Richard A. Serrano McClatchy-Tribune

WASHINGTON – With cybercrime taking on new urgency, the Department of Justice announced Tuesday new efforts to combat economic spies who hack into U.S. companies’ computer systems, including installing a cyberspecialist in each of the 93 U.S. attorneys’ offices around the nation.

“The threat landscape we face is ever-changing and evolving,” said John P. Carlin, assistant attorney general for national security. “While our top priority will always be combating terrorism, we must also sharpen our focus and increase our attention on the emerging threats of economic espionage and proliferation.”

The announcement comes after Attorney General Eric H. Holder Jr. and FBI Director James Comey have repeatedly warned that cybercrime poses one of the gravest threats to the U.S.

It also comes as officials at Staples said Tuesday that they and federal law enforcement officials are investigating “a potential issue” dealing with the theft of customers’ credit card data. Other large U.S. companies that have been targeted include Home Depot and JP Morgan Chase, as well as other banks and institutions.

Carlin announced that three top Justice officials will make up a new leadership team to manage federal prosecutions, making sure that various law enforcement agencies – including the FBI – work together to fight the emerging threat.
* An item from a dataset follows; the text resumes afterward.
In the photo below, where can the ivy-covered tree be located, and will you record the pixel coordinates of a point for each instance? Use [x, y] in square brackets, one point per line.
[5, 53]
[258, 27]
Mary B. McCord, a 20-year prosecutor who has run the criminal division in Washington, will become a principal deputy assistant attorney general in the national security division. Anita M. Singh, who has worked on intelligence and cyberissues for the White House and the National Security Council, will be chief of staff and counselor in the division. Luke Dembosky, a longtime international crime prosecutor, will become a deputy assistant attorney general.